Imaginez des animaux et des humains buvant aux mêmes sources d’eau en route vers El Gedaref. Nous avons distribué 3,6 millions de mètres cubes d’eau potable et construit 210 latrines d’urgence pour faire face à la situation.
En plus de soigner les patients, nous avons travaillé à sensibiliser les communautés par tous les moyens possibles : diffusion de messages de santé, distribution d’affiches et fourniture de conseils sur la manière de limiter la propagation du choléra.
MSF n'est pas seule
Le dévouement du personnel du ministère de la Santé et des bénévoles à El Gedaref a été crucial. Sans leur soutien, nous n’aurions pas pu intervenir aussi efficacement.
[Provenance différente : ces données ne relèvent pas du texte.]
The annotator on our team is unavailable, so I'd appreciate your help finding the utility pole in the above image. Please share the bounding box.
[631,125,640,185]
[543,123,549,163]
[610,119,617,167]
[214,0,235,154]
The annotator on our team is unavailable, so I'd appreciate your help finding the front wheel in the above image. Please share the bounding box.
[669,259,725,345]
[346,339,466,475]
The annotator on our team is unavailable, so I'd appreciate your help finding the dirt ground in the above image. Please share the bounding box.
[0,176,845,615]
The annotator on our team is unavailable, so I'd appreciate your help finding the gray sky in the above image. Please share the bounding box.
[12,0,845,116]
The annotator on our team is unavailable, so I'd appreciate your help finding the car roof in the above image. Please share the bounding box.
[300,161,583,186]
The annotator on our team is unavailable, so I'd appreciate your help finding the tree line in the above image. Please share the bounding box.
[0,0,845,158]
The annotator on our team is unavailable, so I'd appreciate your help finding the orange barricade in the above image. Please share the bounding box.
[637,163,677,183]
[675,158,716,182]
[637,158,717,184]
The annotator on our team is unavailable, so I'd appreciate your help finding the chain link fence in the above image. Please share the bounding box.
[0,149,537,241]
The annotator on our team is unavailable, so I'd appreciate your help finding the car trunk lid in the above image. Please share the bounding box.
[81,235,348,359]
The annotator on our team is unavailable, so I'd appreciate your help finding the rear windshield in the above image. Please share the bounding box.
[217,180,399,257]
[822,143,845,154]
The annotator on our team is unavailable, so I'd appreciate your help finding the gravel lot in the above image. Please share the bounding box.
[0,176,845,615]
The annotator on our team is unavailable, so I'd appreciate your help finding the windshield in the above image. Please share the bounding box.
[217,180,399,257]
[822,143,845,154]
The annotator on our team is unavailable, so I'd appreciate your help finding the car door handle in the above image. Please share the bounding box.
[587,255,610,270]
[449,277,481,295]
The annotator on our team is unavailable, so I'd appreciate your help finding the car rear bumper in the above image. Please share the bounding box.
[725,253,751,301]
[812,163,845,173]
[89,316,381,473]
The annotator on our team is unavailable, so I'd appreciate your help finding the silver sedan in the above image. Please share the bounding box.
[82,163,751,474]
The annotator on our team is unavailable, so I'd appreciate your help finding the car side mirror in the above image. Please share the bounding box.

Cette expérience est un puissant rappel que la force du travail humanitaire réside dans les mains des personnes qui s’engagent à soutenir leurs communautés en temps de crise.
En pensant à la solidarité de tant de personnes, je pense à mon mari, Koko. Bien qu’il ait passé la majeure partie de son temps en mission internationale avec MSF, chaque fois qu’une urgence survient au Soudan, il revient pour apporter son soutien. Lorsque la guerre a éclaté, il est revenu, cette fois pour me rejoindre à El Gedaref, où nous avons répondu à de nombreux besoins.
Très souvent, je me sens dépassée et je perds espoir, mais ce qui me fait avancer, c’est de savoir que ma famille aimante est avec moi, travaillant côte à côte, se soutenant mutuellement. Nous attendons un nouvel horizon, un temps de paix où nous pourrons retourner dans notre grande maison familiale, reconstruire et regarder vers l’avenir avec de nouvelles perspectives.